I don’t know. I don’t read much. But last Christmas my daughter gave me The Maltese Falcon . Have you read it?
*
My husband and I have been asked to a dinner party with old friends. I go into the bathroom to do my face before leaving. I put on eyeliner, mascara, and brush my teeth. I’ve got dark shadows under my eyes. We turn off the gas, shut the windows and doors overlooking the inner patio. We switch off all the lights, except the one in the hall. We say good-night to the children and the babysitter. I take his arm when we’re outside and he tells me that, before we left, he killed a Madagascar cockroach by the baby’s crib. Then he quickly says: I may have to go to Philadelphia to oversee the construction. I drop his arm and say I have to check the baby one more time, that the cockroach thing terrifies me. I go inside and turn on the lights. My husband follows me. I open the gas tap and the door to the inner patio. I don’t want to go out, don’t want to go to a dinner party. I go into the children’s room and the creak of the door wakes the baby. She cries, I have to pick her up. I can’t go with you, I say, you go alone.
*
Leave a life. Blow everything up. No, not everything: blow up the square meter you occupy among people. Or better still: leave empty chairs at the tables you once shared with friends, not metaphorically, but really, leave a chair, become a gap for your friends, allow the circle of silence around you to swell and fill with speculation. What few people understand is that you leave one life to start another.
*
Note: From 1928 to 1929, Owen had an unimportant job in the Mexican consulate in New York. During that time, he wrote an article entitled “Production-line system for shelling, cleaning and grading peanuts.”
*
The boy talks to the ghost in our house. He tells me so while we’re bathing the baby together. He pours water on her head with a sponge while I clean her whole body with neutral soap. We know we’re handling something very fragile. Folds and folds of delicate flesh.
D’you know what?
What?
Without doesn’t scare me anymore.
That’s good.
Don’t you worry, Mama, Without’s going to look after us when Papa goes to Philadelphia.
Why do you think Papa’s going to Philadelphia?
But where is Philadelphia?
*
A selection of the forged poems was published in a small but prestigious magazine and afterwards, thanks to the kudos conferred by the name of Zvorsky, came the shower of mentions an author needs to find a place in the market: reviews. First on obscure internet sites specializing in third-world authors, translations, and minority writers in general (ethnic, racial, sexual, et cetera). Later, articles appeared in academic journals, attesting to the authenticity of the “manuscript containing translations by the poet Zvorsky of the great Mexican poet Gilberto Owen, found in the Casa Hispánica of Columbia University.” The Department of Hispanic Literature at the University of Austin opened an “Owen Archive”; the articles Owen had written for El Tiempo in Bogotá in the 1930s and 1940s appeared, edited by a university professor and issued by a well-known publishing house in Mexico City, and were immediately translated for Harvard University Press.
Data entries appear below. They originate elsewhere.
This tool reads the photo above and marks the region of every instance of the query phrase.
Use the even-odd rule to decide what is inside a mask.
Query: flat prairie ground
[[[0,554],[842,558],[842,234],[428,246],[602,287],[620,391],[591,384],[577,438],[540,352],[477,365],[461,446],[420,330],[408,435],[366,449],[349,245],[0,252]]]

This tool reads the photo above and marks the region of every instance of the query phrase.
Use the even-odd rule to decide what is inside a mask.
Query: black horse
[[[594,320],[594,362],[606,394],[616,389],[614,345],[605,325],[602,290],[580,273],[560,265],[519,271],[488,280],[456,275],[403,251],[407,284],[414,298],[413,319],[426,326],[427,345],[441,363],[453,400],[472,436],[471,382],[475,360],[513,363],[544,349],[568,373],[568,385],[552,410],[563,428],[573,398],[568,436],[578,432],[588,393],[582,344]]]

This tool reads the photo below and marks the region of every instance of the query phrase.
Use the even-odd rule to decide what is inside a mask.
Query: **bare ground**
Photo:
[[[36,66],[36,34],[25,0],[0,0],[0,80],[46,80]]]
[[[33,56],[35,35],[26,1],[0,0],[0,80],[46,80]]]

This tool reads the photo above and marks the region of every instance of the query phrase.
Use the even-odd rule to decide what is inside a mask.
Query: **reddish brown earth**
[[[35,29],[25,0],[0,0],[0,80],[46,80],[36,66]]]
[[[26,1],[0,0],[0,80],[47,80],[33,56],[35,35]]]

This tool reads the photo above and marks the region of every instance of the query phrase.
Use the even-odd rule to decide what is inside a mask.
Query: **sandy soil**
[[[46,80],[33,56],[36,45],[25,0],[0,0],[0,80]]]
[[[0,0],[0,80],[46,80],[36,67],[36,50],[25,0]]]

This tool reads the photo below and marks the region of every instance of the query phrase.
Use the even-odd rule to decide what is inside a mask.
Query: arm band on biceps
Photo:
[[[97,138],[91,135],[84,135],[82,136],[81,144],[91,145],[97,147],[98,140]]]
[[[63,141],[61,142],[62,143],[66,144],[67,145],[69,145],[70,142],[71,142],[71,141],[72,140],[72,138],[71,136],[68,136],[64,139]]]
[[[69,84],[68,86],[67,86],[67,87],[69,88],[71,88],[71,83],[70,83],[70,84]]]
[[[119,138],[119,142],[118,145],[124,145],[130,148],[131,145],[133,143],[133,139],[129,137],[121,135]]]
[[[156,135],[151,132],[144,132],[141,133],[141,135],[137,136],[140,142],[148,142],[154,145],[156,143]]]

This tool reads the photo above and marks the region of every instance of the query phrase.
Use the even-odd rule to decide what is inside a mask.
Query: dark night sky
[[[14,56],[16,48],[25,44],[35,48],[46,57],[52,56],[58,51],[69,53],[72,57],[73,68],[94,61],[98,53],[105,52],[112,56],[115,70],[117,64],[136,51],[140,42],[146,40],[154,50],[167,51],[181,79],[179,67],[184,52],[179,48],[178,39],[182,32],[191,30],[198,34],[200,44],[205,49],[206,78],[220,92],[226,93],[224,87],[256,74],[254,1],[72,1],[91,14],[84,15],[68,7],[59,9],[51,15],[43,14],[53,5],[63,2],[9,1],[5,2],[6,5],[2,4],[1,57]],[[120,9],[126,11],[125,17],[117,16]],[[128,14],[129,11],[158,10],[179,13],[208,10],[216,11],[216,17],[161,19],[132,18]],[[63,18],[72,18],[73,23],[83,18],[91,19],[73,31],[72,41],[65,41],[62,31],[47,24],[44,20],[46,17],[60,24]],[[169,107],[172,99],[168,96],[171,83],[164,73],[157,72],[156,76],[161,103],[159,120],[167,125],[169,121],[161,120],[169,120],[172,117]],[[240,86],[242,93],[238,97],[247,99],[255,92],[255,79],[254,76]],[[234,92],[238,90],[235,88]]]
A hail of apocryphal manuscripts, all related to Owen’s sojourn in New York, appeared. A “lost” issue of the magazine Exile, edited by Ezra Pound, came to light, with extracts from Línea, the collection of poems Owen published around 1930. Our plans were going well. I’d keep working on the rest of the poems and we would have a book ready in a few months.
*
The design for the Philadelphia house is, finally, almost finished. My husband left the plans on his desk and now it’s me who’s looking for something. I rummage. On some of the plans there are two figures, a man and a woman roughly sketched in pencil, who live in that house. They’re eating in the kitchen, taking a bath together in an enormous tub, sleeping in a room with a huge window.
I log on to his computer to see if I can find another clue there. The program he uses is called AutoCAD. I open it, press keys, more and more windows open, a whole house, in three dimensions, spacey, with white wooden doors. There are labels where there will eventually be chairs, bookshelves, plants, and pictures. But I do not find him there, or her.